Good application logging is:

  • Complete: Each line contains the event timestamp, log level transaction ID, and other relevant transaction processing data such as user or account ID, IP address, other logical application addresses.
  • Regular: Each line follows the same format and order of fields. Timestamps and other data items are all in the same format. If lines don’t follow the same format, parsing will be difficult.
  • Leveled: Each line will record the log level (DEBUG, INFO, WARNING, ERROR) that is appropriate to the event logged. There should also be a way to set the application to only record log messages above the specified level.
  • Coded: Error and warnings will have numbers or specific messages to categorize them each by type.
  • Documented: There will be a legend available to look up log error messages and error/warning codes.

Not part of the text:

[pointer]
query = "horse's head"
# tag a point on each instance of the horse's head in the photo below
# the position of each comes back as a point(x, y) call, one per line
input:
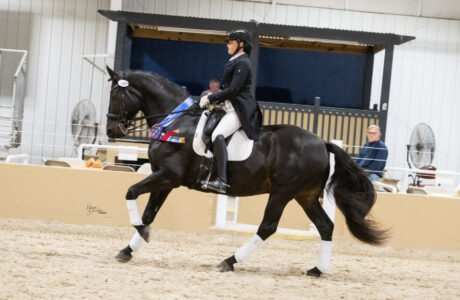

Inferior application logging will cause the staff to disregard the tool. It’s similar to spam in an inbox. Sometimes the problem with log data is that they include too much data at the normal log level. Extremely verbose messages should be reserved for debug level logging. What we shouldn’t see is log messages that appear and no one can explain except to say, “That should be no problem; we’ve seen that before.” Every message should be explainable. And the “INFO” level should record meaningful transaction data, as well as WARNING and ERROR level data, but not DEBUG data.

If your programmers can adhere to these guidelines when they develop applications, the application will be a much healthier and easy to diagnose application.